You see it all the time in the streets now — Gender Resentment is on the rise — and, I argue, even though I don’t support it, Gender Resentment is the directly descended result of the women’s liberation movement where men now abandon their common courtesy and human values when it comes to “equalizing” women by diminishing them in public.


Case in point:  Last week on a Manhattan street corner, a sharply dressed couple were trying to hail a cab in a rattling rain.  He towered over her.  She was shivering in a rain-soaked jacket.

The man held a newspaper over his head and peered up the street..

The woman adjusted her rain hat.

Each had hand raised for the hail.  Cab after cab passed by them.

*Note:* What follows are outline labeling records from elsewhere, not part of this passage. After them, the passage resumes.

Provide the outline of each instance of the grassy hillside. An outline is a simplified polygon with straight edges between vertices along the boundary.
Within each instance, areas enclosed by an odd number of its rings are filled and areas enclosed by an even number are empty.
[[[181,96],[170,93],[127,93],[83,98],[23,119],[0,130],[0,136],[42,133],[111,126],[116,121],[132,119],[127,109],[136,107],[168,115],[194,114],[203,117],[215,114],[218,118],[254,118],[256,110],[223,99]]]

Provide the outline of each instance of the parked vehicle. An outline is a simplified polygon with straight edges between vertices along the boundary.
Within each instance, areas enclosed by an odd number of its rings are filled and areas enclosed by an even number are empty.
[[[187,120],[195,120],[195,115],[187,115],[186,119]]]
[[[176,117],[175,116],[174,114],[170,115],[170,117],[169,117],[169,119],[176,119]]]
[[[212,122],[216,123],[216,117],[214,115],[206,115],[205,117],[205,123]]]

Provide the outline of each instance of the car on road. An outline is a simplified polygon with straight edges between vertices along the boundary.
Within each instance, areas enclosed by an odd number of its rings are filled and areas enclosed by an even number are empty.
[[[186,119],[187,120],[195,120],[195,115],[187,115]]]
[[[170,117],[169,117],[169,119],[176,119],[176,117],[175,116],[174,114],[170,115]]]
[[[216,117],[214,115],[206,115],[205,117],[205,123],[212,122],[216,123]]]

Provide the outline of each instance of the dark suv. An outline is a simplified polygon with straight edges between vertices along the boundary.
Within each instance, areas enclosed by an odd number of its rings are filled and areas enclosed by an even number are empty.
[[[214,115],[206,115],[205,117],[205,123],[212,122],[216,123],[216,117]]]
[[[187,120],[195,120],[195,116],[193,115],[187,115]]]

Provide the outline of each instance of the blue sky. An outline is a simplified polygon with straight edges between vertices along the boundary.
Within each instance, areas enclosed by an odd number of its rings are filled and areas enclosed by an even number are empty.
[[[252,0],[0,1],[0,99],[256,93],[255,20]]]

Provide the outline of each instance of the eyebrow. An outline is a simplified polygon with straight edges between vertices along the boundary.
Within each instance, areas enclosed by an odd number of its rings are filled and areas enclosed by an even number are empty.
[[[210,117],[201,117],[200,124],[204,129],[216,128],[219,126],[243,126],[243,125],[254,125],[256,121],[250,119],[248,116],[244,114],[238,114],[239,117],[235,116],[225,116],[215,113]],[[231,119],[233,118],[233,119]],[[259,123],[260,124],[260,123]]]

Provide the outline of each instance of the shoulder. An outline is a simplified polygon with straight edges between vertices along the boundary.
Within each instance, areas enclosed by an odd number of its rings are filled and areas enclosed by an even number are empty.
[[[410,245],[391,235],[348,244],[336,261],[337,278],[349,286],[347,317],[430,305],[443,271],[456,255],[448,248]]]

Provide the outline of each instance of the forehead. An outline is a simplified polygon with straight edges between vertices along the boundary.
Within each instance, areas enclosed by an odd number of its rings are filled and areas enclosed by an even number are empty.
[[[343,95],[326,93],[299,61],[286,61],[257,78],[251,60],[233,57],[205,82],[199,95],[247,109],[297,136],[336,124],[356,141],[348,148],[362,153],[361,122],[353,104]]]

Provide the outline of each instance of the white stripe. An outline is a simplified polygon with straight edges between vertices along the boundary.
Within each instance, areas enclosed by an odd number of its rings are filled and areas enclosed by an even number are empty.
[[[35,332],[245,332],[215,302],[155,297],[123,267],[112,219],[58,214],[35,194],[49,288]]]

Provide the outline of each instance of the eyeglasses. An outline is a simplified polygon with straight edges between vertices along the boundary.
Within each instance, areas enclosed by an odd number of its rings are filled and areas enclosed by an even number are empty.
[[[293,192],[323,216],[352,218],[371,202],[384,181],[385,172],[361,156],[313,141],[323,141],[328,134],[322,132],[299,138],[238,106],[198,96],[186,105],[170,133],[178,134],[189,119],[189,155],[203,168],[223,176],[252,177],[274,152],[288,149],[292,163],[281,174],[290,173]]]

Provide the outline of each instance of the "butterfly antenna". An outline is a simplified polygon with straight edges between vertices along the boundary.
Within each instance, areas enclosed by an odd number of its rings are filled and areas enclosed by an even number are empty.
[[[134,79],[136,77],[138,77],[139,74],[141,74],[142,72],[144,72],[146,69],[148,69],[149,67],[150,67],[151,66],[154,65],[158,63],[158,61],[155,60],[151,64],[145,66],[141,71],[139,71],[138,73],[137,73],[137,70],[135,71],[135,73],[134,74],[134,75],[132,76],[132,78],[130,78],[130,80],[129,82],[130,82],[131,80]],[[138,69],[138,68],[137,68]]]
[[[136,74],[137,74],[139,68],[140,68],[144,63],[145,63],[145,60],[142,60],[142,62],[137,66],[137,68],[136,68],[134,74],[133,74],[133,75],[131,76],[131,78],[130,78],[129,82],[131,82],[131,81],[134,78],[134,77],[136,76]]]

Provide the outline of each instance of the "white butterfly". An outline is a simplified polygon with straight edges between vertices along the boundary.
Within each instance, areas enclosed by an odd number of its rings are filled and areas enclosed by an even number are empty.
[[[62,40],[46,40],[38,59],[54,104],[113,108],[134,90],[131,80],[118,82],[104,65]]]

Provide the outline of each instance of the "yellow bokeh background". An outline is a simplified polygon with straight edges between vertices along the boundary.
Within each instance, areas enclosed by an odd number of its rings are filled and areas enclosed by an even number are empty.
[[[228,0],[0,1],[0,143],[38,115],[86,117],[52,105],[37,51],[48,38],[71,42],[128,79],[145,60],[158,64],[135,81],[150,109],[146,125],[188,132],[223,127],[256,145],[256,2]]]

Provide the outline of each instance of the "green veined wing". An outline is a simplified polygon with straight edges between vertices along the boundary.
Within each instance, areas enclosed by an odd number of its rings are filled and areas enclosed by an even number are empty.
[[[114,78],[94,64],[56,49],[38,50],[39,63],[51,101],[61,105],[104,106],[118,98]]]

“Why won’t they stop?”  She asked him.

“They can’t see us.  Go stand in the street to hail one down.”  He said.

“My new shoes will get wet.  The water is ankle-high.”

“You’re a big girl.  Wade in and raise your hand.”

“Why can’t you do it?  You’re wearing boots.”

He didn’t move.

She gave him a look of knives and trudged into the street to try to tie down a taxi.

“$600.00 shoes.  Ruined!”

Eventually the pair were able to get a cab that she hailed, but the example in that embarrassing performance of male culpability, is not one of rudeness, but of purpose.

That’s but one example of many Gender Resentment issues I see every day on the street.

Gender equality is, and never was, about being 100% equal in everything — that’s an impossible task that can never be achieved — it was always more about fair access to opportunity than “women can do everything a man can do” and then men daring women to actually do everything they do without support or sympathy.

If we understand equality begins with fair access to opportunity — and that it isn’t about physical or psychological games we play with each other to teach some sort of debased, miserly, life lesson — then we can begin to appreciate the strengths and weaknesses of each of us that isn’t defined by gender or Race or nationality, and that will be the ultimate gift of equal respect we can offer to each other and to the rest of the world in our example. 

3 Comments

  1. Seems like the guy was a bit of a jerk. It’s time that people recognize the real meaning of gender equality and stop mucking about being rude based on their perception of equality.

  2. Right, Gordon. These gender issues can be bent around over themselves and then back again to excuse all sorts of caddish behavior in the name of “gender equity.”